Thursday, April 01, 2010

Charts and Business Reports with UISPIN

UISPIN makes it easy to develop new components that can be used like HTML tags in a document. Those components may comprise of a complex snippet of HTML and other XML-based languages such as SVG. UISPIN components can be published on the web, where they are identified by their URI. UISPIN Charts is a library of reusable components for visualizing data on charts and maps. Based on Google Charts and Google Maps, there is no need to install anything - the components are entirely declarative and ready to use.

The UISPIN Charts page shows many example screenshots of the various kinds of charts and maps that are currently supported: Pie charts, Bar charts, Map charts, and Google Maps. More will be added in the future.

Here is a step-by-step tutorial illustrating how to use those charts. We will create the pie chart shown in the following screen shot.

Let's first look into the RDF model of the data that we want to visualize. This data is about election results, and is downloadable as a Turtle file from here.

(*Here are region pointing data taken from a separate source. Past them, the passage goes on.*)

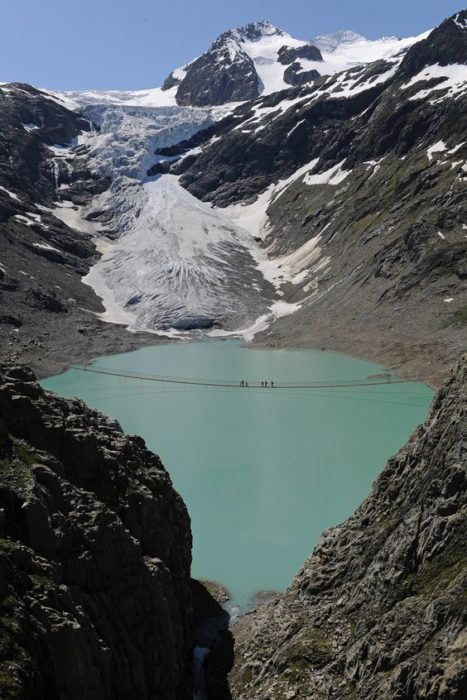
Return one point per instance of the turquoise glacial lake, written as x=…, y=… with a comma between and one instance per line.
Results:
x=262, y=471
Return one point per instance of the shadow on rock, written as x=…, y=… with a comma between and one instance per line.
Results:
x=214, y=644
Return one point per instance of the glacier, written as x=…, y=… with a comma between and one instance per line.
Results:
x=175, y=262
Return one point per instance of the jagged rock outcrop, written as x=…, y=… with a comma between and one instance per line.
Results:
x=224, y=73
x=46, y=186
x=379, y=610
x=369, y=206
x=295, y=75
x=289, y=54
x=95, y=553
x=231, y=70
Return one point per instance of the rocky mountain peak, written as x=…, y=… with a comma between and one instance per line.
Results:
x=446, y=45
x=331, y=42
x=257, y=30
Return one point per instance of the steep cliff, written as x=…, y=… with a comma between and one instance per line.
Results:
x=95, y=554
x=355, y=186
x=379, y=610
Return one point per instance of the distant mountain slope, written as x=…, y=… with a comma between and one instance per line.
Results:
x=244, y=63
x=378, y=610
x=260, y=59
x=360, y=187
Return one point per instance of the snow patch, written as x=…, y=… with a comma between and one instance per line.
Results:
x=453, y=79
x=439, y=147
x=11, y=194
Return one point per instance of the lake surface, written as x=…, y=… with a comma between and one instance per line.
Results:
x=262, y=471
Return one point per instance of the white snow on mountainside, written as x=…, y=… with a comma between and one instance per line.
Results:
x=175, y=263
x=340, y=51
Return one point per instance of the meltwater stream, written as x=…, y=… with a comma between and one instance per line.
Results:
x=263, y=471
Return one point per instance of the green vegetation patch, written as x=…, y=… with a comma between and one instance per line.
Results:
x=15, y=469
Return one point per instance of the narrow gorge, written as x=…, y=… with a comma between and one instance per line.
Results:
x=290, y=195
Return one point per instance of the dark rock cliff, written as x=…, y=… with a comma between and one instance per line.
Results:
x=47, y=314
x=95, y=553
x=387, y=278
x=379, y=610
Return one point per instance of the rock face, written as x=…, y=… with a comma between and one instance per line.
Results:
x=368, y=201
x=95, y=556
x=379, y=610
x=220, y=75
x=46, y=185
x=232, y=69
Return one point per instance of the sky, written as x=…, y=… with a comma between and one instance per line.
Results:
x=135, y=44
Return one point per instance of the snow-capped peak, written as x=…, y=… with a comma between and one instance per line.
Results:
x=331, y=42
x=257, y=30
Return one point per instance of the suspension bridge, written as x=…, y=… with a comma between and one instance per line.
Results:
x=377, y=380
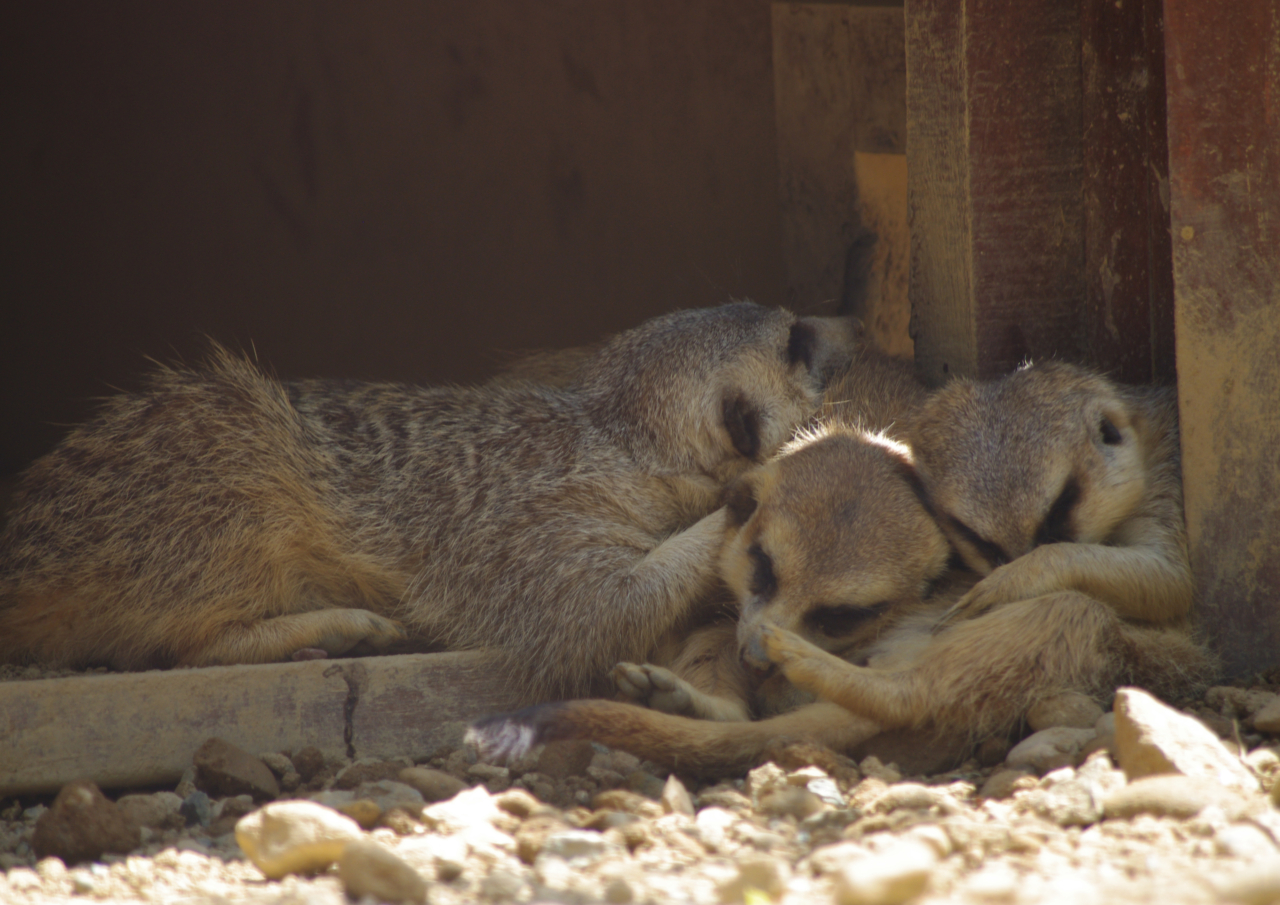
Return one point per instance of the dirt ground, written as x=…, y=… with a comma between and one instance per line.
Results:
x=580, y=823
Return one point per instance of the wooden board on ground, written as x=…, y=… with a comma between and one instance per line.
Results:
x=133, y=730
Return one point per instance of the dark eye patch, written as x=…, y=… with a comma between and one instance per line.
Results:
x=740, y=502
x=1056, y=528
x=743, y=423
x=839, y=621
x=801, y=344
x=764, y=583
x=990, y=551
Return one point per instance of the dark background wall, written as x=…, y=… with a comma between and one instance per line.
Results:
x=393, y=190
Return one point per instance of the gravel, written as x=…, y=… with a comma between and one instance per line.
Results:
x=580, y=823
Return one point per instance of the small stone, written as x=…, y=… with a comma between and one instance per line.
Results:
x=196, y=809
x=913, y=796
x=301, y=837
x=223, y=769
x=757, y=874
x=82, y=824
x=791, y=801
x=1237, y=703
x=277, y=763
x=309, y=762
x=871, y=766
x=890, y=877
x=1048, y=749
x=388, y=794
x=1005, y=782
x=494, y=778
x=644, y=782
x=1171, y=795
x=764, y=780
x=675, y=798
x=519, y=803
x=723, y=795
x=1152, y=739
x=434, y=785
x=1267, y=718
x=362, y=812
x=366, y=769
x=502, y=886
x=561, y=759
x=158, y=810
x=1070, y=709
x=620, y=799
x=369, y=869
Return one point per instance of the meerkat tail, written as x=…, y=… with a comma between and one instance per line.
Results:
x=677, y=743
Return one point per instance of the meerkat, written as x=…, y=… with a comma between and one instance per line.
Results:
x=805, y=594
x=222, y=516
x=700, y=673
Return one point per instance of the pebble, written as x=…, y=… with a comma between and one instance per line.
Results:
x=222, y=769
x=196, y=809
x=433, y=785
x=1173, y=795
x=1048, y=749
x=287, y=837
x=890, y=877
x=675, y=798
x=369, y=869
x=1152, y=739
x=159, y=810
x=1070, y=709
x=82, y=824
x=368, y=769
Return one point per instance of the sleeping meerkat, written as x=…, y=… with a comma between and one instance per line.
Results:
x=222, y=516
x=917, y=667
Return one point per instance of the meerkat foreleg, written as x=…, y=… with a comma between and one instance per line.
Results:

Download it into your TopBraid Composer ME 3.3 workspace to follow the exercise.

The data file defines the classes shown in the diagram below. Instances of the class ex:Election point to a collection of ex:ElectionResults. Each result links a party with a percentage (an xsd:float literal).

Here is a form view of the ex:Election instance that we want to visualize. There are four ex:ElectionResults and they are blank nodes.

In order to use the chart components, we need to create a file that imports the UISPIN charts vocabulary. We can either import this namespace into the data document itself, or we can create a new document that imports both the charts and the data model. Since we do not want to clutter the data file, we create a new RDF file and drag the charts namespace as well as the data model into the Imports View. The charts namespace is part of the system ontologies, under the TopBraid/UISPIN project. The imports view should look similar to the following screenshot.

Having both the domain model and the charts namespace in the same RDF model allows us to create links between the Election classes and suitable visualizations. Select the class ex:Election so that it shows up on the form. You will now see a property ui:instanceView on the form. This is where we will put the definition of the pie chart later.

But first let's think about the actual data. Pie charts visualize slices of data in proportion to one another. Each slice can have a label (here: the name of the political party). These value-label pairs form a table, and this table is the input to the pie chart. Select the instance of ex:Election (ex:AustralianFederalElection2006) and use the SPARQL View to run the following query:

This query returns the numeric value in the first column, and the label in the second. This happens to be exactly the format that the charts:PieChart component expects. Note that the query above uses a built-in feature of TopBraid Composer: in the SPARQL view, the variable ?this is pre-bound with the currently selected resource.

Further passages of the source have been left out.